Cuffee explains her family has taken in other children, including family members.

“Once we take you in as family, you’re family for life,” she says.

“Trinity is an additional daughter,” she says, adding with a chuckle that Cuffee’s family is so big and spends so much time together Cephas probably needed a weekend away from them.

It was there that Cephas learned that Cuffee was a direct, albeit distant, relative of Harriet Tubman. When asked if Cuffee tried to keep it secret, Cephas says, “No, they’re just not loud about it.”

Cuffee hopes the event at Bowie State inspires attendees to educate their family member and others about the people who worked so hard for the freedoms they enjoy today.

“Harriet Tubman is Black royalty. We’re related. Everyone else has a story, too. They need to know what legacies and history they have. We’re trying to continue the togetherness that Harriet Tubman started.”

As Cuffee describes it, Harriet Tubman’s/Araminta Ross’s brother was Benjamin Ross. Benjamin had a son, David Ross, who in turn had a son, Owen Ross, who had a daughter Bernice Ross, who had Valerie, Cuffee’s mother.

So, if calculations are correct, that makes Cuffee a great, great, great, great niece of Harriet Tubman.

As the family lore goes, Cuffee’s great grandfather, Owen Ross, was a pastor who always talked about Moses. The relatives, particularly the young, would jumble all the family stories and names but they later came to know that the Moses to whom he referred was Harriet Tubman.

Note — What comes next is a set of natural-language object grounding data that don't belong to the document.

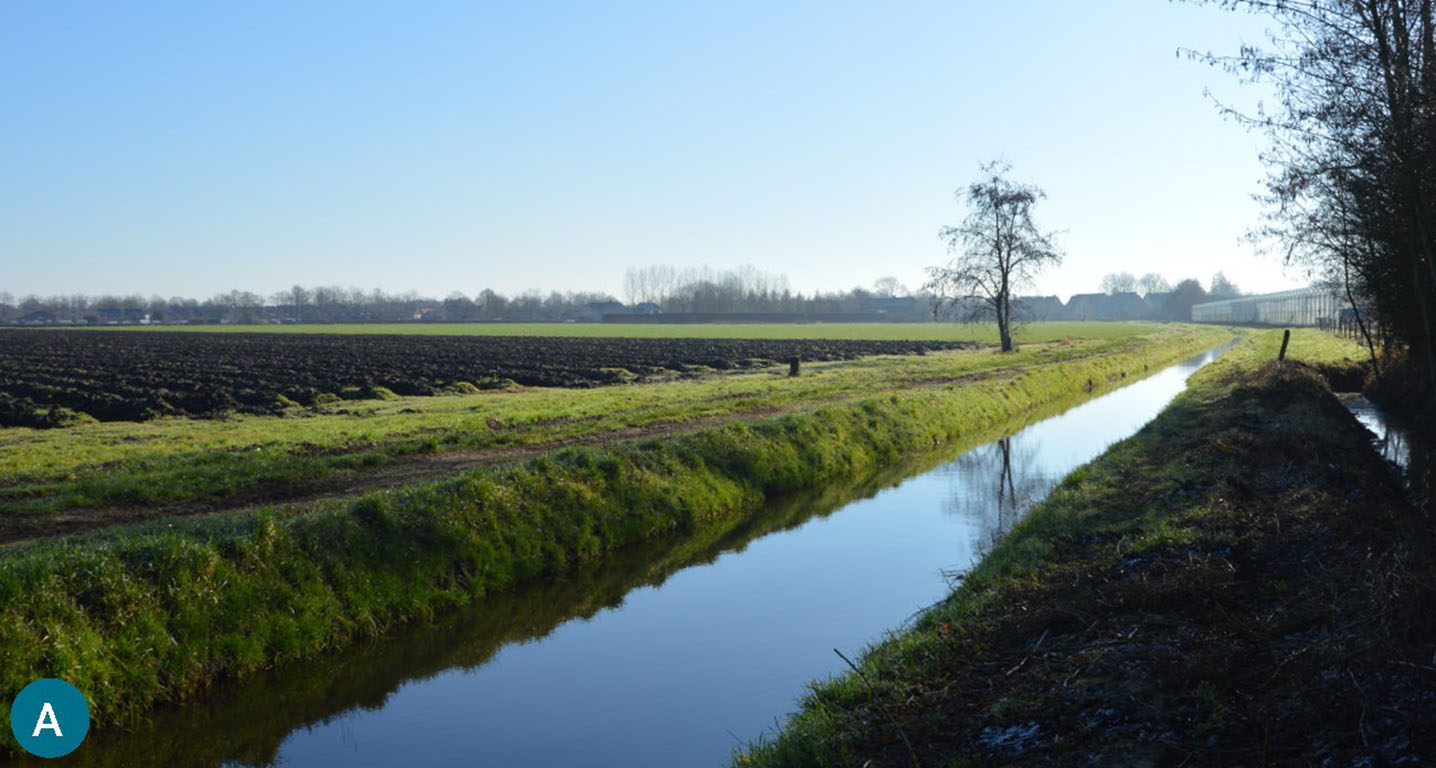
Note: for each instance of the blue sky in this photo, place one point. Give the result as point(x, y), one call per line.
point(190, 148)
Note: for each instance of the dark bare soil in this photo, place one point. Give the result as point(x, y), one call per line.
point(46, 376)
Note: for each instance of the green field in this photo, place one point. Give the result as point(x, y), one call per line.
point(1221, 562)
point(158, 610)
point(244, 458)
point(941, 332)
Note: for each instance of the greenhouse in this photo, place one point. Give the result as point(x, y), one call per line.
point(1293, 307)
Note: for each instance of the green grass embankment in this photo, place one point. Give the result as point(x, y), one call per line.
point(141, 615)
point(62, 480)
point(1239, 583)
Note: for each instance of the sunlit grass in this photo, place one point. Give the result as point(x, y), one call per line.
point(174, 460)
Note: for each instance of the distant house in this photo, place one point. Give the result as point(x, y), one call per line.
point(1037, 309)
point(891, 305)
point(122, 316)
point(593, 312)
point(1103, 306)
point(40, 317)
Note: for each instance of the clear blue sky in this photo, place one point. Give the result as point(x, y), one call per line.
point(188, 148)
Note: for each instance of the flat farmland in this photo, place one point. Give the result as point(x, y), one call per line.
point(98, 473)
point(48, 376)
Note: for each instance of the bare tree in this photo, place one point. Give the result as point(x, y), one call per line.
point(1351, 155)
point(889, 286)
point(1153, 283)
point(997, 249)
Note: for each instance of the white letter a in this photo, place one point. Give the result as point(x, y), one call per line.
point(48, 721)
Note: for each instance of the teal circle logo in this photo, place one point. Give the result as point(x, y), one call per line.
point(49, 718)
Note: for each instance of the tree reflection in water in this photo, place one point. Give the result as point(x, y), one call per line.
point(992, 485)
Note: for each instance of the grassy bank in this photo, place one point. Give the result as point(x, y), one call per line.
point(1239, 583)
point(58, 480)
point(150, 613)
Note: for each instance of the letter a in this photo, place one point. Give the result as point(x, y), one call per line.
point(48, 721)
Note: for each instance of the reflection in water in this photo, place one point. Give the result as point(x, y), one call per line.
point(667, 655)
point(992, 485)
point(1400, 445)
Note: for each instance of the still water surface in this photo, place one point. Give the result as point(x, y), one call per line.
point(655, 661)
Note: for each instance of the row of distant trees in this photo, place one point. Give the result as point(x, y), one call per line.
point(1351, 157)
point(1125, 282)
point(664, 289)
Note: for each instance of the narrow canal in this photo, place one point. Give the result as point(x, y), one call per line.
point(662, 658)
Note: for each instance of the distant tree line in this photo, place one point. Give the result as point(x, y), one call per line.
point(1351, 158)
point(1125, 282)
point(648, 289)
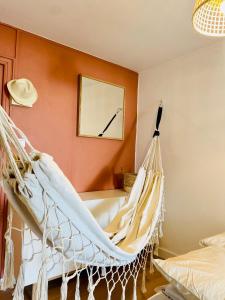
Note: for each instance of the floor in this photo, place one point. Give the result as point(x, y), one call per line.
point(100, 293)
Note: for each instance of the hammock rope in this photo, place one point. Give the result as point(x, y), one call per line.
point(62, 231)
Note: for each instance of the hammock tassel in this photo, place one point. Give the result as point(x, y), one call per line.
point(109, 295)
point(91, 286)
point(151, 269)
point(64, 289)
point(135, 289)
point(123, 297)
point(41, 288)
point(18, 293)
point(143, 285)
point(8, 279)
point(77, 291)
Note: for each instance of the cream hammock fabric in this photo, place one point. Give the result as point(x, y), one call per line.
point(53, 212)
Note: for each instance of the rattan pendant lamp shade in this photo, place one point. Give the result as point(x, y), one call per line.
point(209, 17)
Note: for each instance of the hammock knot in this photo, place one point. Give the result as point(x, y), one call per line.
point(156, 133)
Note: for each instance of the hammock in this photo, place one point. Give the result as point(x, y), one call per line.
point(54, 214)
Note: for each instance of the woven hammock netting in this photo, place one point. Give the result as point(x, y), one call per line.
point(60, 230)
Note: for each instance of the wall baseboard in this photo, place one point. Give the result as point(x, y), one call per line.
point(165, 253)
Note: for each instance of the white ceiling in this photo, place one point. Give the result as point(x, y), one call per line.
point(133, 33)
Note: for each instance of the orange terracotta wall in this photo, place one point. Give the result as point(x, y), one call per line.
point(51, 124)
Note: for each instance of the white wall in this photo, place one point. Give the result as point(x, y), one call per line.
point(192, 140)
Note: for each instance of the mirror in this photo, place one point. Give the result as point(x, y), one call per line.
point(101, 109)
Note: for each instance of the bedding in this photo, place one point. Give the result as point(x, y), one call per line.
point(217, 240)
point(199, 274)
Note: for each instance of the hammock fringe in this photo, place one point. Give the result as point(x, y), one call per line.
point(8, 279)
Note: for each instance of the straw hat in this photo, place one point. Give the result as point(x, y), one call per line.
point(22, 91)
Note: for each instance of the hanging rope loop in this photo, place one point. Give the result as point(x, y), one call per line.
point(158, 120)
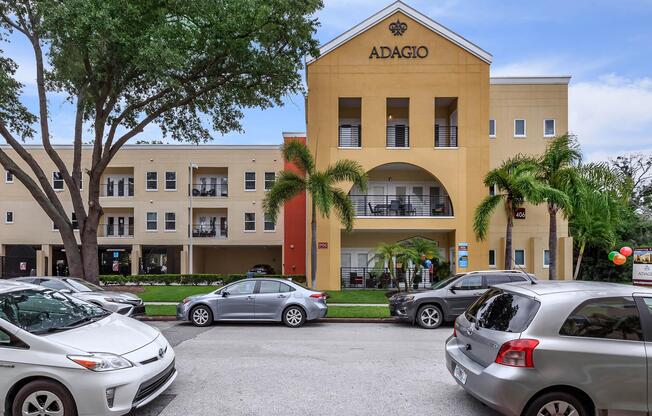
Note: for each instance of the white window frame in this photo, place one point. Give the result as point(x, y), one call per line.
point(265, 222)
point(245, 182)
point(492, 120)
point(272, 183)
point(245, 222)
point(524, 128)
point(147, 181)
point(554, 127)
point(63, 184)
point(166, 181)
point(165, 220)
point(147, 221)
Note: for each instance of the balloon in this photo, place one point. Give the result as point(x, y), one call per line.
point(619, 259)
point(626, 251)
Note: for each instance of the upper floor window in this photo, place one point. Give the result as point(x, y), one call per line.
point(349, 130)
point(492, 128)
point(170, 181)
point(152, 181)
point(519, 128)
point(250, 181)
point(57, 181)
point(549, 127)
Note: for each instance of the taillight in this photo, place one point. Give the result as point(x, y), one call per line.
point(517, 353)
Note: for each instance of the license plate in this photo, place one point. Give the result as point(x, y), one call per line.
point(459, 374)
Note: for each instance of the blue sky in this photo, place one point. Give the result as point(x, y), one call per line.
point(605, 45)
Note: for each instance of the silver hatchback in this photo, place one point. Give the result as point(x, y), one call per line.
point(557, 349)
point(255, 300)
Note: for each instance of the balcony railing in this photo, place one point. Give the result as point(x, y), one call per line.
point(445, 136)
point(208, 231)
point(398, 136)
point(401, 205)
point(350, 136)
point(215, 190)
point(380, 278)
point(115, 230)
point(117, 189)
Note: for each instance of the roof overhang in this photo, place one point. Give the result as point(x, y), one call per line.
point(399, 6)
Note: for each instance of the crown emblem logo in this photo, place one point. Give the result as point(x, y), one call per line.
point(398, 28)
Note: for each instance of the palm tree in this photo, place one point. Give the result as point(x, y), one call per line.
point(515, 183)
point(322, 188)
point(557, 169)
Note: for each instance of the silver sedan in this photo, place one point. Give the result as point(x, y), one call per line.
point(255, 300)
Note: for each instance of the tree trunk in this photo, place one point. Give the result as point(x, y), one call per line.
point(313, 247)
point(552, 242)
point(580, 254)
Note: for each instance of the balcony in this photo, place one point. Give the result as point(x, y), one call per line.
point(401, 205)
point(445, 136)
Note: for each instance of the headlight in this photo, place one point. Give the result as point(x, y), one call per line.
point(101, 361)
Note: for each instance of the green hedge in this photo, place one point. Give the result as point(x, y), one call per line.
point(187, 279)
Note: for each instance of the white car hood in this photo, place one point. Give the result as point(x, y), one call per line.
point(115, 334)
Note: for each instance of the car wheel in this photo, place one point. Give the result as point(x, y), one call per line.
point(430, 317)
point(294, 317)
point(557, 404)
point(201, 316)
point(45, 398)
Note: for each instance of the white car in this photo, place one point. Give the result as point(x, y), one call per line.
point(60, 356)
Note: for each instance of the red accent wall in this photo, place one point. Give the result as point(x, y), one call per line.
point(294, 232)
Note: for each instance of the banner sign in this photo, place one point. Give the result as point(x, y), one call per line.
point(642, 273)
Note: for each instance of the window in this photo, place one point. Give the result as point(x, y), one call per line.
point(610, 318)
point(270, 224)
point(170, 221)
point(492, 258)
point(170, 181)
point(250, 181)
point(250, 221)
point(57, 181)
point(270, 177)
point(549, 128)
point(152, 221)
point(152, 181)
point(519, 128)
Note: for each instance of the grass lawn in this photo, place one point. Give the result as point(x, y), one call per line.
point(333, 311)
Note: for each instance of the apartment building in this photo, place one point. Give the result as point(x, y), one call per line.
point(413, 102)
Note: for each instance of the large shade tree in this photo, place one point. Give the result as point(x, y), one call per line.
point(321, 186)
point(189, 66)
point(515, 183)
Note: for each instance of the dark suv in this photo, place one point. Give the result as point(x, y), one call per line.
point(449, 298)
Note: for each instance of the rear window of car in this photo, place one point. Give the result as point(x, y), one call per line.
point(609, 318)
point(503, 311)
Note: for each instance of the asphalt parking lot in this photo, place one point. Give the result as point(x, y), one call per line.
point(322, 368)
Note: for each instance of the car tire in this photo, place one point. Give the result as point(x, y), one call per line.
point(553, 402)
point(33, 396)
point(429, 317)
point(201, 316)
point(294, 317)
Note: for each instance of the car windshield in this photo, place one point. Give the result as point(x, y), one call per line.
point(83, 286)
point(44, 311)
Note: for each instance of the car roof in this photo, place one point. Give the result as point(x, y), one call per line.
point(544, 288)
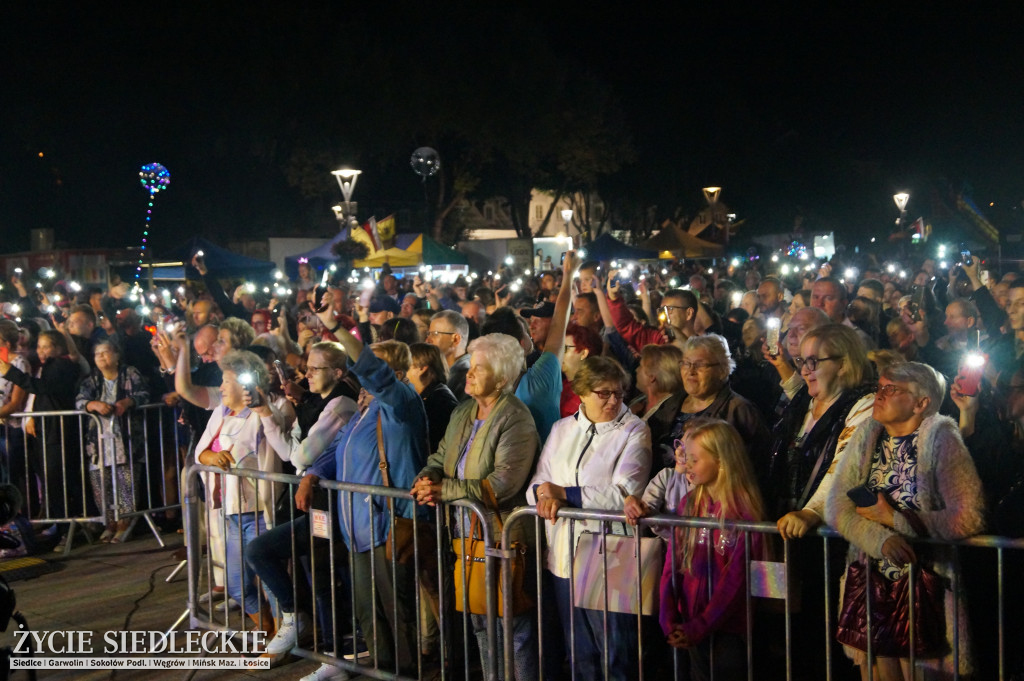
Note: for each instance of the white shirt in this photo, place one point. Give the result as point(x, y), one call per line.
point(607, 461)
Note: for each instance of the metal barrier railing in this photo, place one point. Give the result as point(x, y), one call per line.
point(61, 483)
point(373, 629)
point(776, 576)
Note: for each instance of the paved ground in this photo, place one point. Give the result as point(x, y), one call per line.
point(103, 588)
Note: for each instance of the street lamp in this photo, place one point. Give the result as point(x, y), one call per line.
point(566, 218)
point(900, 200)
point(711, 196)
point(346, 182)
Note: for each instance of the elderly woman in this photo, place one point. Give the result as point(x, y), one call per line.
point(706, 369)
point(428, 375)
point(594, 459)
point(112, 391)
point(493, 438)
point(914, 463)
point(837, 396)
point(233, 438)
point(53, 455)
point(12, 399)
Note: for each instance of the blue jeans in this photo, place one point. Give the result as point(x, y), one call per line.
point(588, 626)
point(269, 555)
point(523, 645)
point(240, 578)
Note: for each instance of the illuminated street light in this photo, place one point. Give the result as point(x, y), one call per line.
point(346, 182)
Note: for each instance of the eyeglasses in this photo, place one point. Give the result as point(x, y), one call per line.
point(810, 363)
point(696, 366)
point(666, 308)
point(889, 390)
point(605, 395)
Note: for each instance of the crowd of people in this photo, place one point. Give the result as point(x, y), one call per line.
point(886, 405)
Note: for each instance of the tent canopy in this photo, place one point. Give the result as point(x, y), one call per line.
point(322, 256)
point(607, 247)
point(682, 244)
point(435, 253)
point(220, 261)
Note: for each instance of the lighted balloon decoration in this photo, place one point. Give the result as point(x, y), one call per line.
point(425, 162)
point(155, 178)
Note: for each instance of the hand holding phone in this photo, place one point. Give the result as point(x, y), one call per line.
point(862, 497)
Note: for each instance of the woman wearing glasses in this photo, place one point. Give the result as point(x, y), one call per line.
point(914, 463)
point(815, 427)
point(706, 369)
point(836, 396)
point(594, 459)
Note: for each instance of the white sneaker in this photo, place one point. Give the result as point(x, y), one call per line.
point(327, 672)
point(293, 627)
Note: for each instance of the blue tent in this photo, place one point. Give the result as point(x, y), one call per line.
point(219, 260)
point(607, 247)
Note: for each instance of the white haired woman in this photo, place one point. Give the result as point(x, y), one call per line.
point(594, 459)
point(233, 438)
point(925, 483)
point(493, 438)
point(111, 391)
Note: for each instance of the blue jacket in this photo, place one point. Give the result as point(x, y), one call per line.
point(352, 456)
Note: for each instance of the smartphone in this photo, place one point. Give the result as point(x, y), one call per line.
point(862, 497)
point(318, 303)
point(248, 381)
point(279, 366)
point(773, 330)
point(965, 254)
point(971, 372)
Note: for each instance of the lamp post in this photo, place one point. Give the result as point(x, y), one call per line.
point(567, 218)
point(346, 182)
point(711, 196)
point(900, 200)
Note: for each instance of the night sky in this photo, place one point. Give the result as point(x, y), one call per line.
point(792, 112)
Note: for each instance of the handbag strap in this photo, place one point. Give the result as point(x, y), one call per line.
point(380, 452)
point(491, 501)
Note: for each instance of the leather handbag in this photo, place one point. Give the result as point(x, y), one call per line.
point(470, 566)
point(403, 535)
point(619, 552)
point(891, 612)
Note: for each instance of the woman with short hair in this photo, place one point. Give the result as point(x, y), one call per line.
point(113, 391)
point(54, 450)
point(233, 438)
point(491, 438)
point(593, 459)
point(706, 369)
point(914, 462)
point(428, 375)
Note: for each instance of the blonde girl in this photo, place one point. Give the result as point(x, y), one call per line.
point(724, 488)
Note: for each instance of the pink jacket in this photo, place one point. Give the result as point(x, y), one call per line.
point(685, 602)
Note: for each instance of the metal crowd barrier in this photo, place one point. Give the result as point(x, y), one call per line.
point(198, 510)
point(52, 470)
point(766, 581)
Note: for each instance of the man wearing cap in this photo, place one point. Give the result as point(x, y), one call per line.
point(540, 323)
point(450, 333)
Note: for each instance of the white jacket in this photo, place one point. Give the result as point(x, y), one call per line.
point(614, 464)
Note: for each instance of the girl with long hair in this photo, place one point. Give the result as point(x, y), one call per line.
point(694, 618)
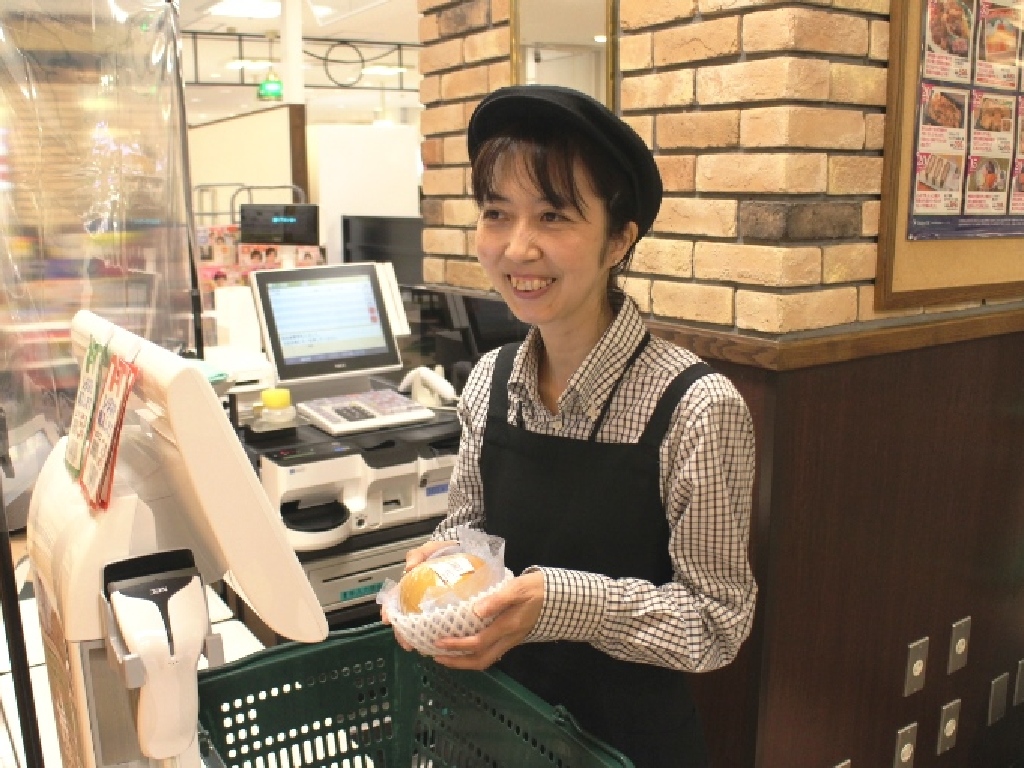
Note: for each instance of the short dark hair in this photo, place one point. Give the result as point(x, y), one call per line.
point(549, 158)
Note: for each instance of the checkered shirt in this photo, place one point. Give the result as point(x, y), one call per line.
point(698, 621)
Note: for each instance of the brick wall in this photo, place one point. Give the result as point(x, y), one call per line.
point(767, 120)
point(466, 54)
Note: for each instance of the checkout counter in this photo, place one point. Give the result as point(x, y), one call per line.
point(354, 504)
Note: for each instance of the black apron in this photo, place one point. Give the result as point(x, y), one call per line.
point(595, 507)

While her great grandfather passed away when she was five and Cuffee grew up hearing a rich medley of stories about her ancestors, she didn’t realize the magnitude of her connection to such an inspiring and brave woman. Some of her relatives, Patricia Hawkins and Jaqueline Walker-Henry, were very instrumental in lobbying for the Harriet Tubman Underground Railroad National Historical Park in Church Creek, MD and the Harriet Tubman National Historical Park in Auburn, NY. Hawkins, her aunt, was on hand when President Barack Obama in 2013 signed the Harriet Tubman -- Underground Railroad National Monument Presidential Proclamation.